A sudden jump in earthquakes more than a year ago in the Oklahoma region prompted geologists from the Oklahoma Geological Survey (OGS) at University of Oklahoma to look into whether or not there was a correlation with hydraulic fracturing, most commonly referred to as fracking. Magnitude 3 earthquakes were happening almost twice daily on average.
At first, the OGS did not fully reveal their findings, stifled by pressure from oil industry executives.
But then, the OGS made a joint statement with US Geological Survey (USGS) in October 2013, stating that wastewater disposal, among other things, could be a contributing factor, which caused oil industry executives some anxiety, according to an article by trade daily Energy Wire.
EnergyWire obtained emails revealing that OGS was pressured into not mentioning that most of the earthquakes were manmade and they had been keeping quiet about it since 2010.
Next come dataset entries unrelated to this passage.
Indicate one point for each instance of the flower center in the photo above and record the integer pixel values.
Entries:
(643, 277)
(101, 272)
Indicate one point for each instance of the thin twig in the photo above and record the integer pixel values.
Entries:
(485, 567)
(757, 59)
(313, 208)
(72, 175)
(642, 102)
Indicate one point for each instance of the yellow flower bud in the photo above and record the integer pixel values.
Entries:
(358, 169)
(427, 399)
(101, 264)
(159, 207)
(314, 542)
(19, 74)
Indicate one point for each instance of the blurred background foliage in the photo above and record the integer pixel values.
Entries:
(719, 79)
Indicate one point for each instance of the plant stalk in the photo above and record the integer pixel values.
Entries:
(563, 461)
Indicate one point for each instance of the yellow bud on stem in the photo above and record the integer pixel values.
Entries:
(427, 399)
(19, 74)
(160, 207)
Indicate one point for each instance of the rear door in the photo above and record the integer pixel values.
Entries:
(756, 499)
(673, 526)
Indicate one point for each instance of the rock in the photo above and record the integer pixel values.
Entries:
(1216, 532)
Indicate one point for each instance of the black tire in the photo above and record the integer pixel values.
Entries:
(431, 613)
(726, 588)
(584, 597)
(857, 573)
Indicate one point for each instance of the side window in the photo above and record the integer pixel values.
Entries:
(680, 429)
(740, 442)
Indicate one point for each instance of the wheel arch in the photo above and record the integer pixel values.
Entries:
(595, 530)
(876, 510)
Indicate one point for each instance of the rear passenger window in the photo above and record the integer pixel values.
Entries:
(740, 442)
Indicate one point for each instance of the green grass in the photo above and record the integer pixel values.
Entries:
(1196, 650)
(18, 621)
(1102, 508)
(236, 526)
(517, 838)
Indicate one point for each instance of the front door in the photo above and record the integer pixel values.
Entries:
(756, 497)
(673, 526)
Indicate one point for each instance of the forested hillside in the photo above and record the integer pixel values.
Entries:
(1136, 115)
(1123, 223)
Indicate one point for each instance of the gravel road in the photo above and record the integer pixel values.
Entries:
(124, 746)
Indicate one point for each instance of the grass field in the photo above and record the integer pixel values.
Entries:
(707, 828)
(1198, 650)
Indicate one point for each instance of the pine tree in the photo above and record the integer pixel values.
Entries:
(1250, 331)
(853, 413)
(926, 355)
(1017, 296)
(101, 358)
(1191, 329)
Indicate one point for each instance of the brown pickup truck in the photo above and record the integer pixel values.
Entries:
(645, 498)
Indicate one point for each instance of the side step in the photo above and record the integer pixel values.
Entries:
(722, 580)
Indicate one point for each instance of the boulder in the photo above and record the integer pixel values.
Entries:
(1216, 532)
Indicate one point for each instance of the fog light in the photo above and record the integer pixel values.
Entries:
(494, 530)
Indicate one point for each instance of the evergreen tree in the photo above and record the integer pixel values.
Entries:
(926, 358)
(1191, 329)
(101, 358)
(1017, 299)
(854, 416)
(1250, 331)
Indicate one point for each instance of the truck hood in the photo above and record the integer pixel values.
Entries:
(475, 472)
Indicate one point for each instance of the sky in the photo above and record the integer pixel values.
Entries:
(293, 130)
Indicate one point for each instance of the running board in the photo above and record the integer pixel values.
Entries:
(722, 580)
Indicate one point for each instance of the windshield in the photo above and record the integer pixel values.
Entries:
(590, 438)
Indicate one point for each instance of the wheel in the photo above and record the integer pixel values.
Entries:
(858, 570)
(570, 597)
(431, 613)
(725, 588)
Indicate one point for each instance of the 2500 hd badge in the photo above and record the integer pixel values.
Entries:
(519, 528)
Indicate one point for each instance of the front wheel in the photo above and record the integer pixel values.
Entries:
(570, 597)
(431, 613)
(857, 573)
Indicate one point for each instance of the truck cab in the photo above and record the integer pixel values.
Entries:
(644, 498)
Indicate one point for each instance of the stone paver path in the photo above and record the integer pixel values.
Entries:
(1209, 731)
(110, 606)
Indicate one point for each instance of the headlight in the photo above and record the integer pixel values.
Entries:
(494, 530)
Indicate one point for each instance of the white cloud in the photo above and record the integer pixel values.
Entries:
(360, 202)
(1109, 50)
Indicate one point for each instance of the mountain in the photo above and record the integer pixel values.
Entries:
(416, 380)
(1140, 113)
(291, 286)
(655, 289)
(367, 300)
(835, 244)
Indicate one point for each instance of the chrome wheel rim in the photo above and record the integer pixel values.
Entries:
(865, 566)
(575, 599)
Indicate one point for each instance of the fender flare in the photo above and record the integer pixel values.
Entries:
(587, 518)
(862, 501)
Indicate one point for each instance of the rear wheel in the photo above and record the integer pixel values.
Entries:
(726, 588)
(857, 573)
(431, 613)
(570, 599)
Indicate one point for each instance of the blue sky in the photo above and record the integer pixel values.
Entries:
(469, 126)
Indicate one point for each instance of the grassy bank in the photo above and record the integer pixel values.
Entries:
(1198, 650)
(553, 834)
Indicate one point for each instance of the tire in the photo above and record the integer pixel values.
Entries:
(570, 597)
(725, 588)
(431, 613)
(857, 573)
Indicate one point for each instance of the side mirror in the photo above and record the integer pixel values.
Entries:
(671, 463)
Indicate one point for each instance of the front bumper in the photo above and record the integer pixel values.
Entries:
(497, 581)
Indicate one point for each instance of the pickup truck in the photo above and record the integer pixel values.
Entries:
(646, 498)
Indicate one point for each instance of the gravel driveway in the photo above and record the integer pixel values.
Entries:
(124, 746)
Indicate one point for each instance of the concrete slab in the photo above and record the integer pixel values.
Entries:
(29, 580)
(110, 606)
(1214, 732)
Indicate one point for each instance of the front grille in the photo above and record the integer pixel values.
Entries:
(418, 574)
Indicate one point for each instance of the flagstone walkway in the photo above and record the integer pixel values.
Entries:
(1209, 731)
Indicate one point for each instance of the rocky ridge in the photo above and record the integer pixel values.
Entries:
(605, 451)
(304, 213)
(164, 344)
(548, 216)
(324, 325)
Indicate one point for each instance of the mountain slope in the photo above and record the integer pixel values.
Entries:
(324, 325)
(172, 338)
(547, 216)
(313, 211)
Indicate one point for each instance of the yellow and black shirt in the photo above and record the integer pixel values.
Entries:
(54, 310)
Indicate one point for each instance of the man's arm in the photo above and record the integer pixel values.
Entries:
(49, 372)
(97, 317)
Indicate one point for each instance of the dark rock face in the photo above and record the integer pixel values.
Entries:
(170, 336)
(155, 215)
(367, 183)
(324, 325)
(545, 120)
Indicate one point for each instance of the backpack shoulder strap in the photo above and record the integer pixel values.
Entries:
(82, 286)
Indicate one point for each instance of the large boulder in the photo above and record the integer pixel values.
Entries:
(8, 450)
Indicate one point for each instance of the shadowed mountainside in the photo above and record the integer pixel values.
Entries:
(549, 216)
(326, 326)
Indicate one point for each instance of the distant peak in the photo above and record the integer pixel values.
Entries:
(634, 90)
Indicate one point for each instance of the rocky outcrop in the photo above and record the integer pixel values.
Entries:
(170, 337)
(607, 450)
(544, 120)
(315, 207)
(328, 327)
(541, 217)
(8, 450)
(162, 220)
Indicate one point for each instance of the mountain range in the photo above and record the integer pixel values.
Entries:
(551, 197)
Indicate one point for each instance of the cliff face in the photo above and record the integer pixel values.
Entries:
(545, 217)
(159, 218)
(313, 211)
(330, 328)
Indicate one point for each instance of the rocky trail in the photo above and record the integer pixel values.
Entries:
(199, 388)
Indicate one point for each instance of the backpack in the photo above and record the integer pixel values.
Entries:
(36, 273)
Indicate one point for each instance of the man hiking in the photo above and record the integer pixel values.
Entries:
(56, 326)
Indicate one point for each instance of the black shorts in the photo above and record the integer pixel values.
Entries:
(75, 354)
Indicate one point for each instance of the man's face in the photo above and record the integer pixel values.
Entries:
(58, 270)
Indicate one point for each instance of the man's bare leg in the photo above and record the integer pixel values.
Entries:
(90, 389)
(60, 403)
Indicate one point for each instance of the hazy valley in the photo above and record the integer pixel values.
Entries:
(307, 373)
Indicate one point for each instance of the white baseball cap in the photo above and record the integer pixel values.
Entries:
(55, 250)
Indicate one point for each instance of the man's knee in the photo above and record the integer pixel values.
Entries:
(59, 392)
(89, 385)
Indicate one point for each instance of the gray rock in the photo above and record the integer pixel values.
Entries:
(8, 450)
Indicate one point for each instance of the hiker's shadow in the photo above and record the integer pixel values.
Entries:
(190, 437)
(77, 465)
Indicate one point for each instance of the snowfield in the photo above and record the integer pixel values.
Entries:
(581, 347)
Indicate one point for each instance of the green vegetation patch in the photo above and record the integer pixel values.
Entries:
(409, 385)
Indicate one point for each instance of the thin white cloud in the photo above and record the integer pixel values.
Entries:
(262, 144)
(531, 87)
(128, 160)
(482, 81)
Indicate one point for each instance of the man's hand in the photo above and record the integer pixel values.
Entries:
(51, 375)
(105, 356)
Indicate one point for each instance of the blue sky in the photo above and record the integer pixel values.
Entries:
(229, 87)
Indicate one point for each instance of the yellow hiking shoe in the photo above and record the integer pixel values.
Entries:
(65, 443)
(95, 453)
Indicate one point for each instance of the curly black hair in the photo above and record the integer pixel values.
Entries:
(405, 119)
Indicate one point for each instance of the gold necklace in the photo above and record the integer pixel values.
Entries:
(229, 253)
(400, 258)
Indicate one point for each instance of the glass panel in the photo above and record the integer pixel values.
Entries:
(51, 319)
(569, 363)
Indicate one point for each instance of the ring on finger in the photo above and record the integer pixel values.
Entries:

In one of the emails, an OGS scientist, Austin Holland, who knew there was a link, was being pressured by oil executives not to discuss it. Earlier he made the excuse that there was not any direct scientific proof connecting earthquakes with fracking.
“Researchers in Oklahoma, notably Austin Holland … have repeatedly said the increase in seismic activity cannot be fully explained by man-made causes,” Oklahoma Independent Petroleum Association (OIPA) President Mike Terry said in a 2013 statement, pointing to Holland’s earlier scientific skepticism.
Holland’s research did produce unsettling data from the southern town of Marietta, but he still would not connect it to fracking. After the joint announcement, he was confronted by his superiors at the university and Oklahoma Corporation Commission (OCC), a main regulatory body for oil and gas.
A leading donor to the University of Oklahoma, Continental Resources Chairman Harold Hamm who was Mitt Romney’s energy adviser, was also interested in speaking to Holland, says the Energy Wire report.
According to email exchanges with his superiors, Holland explained to Continental and the OCC that his input only benefited the USGS assessment, but that “Continental does not feel induced seismicity is an issue and they are nervous about any dialog about the subject.”
“They are in the denial phase that this is a possibility,” he wrote of the executives.
Among the interested parties in Holland’s discussions with his bosses was Patrice Douglas, then-OCC commissioner, who was running for Congress at the time. Allegedly she was receiving sizable campaign funds from Continental, which included money from Hamm.
Other geologists have warned that the onslaught of smaller quakes could lead to an increase in bigger ones.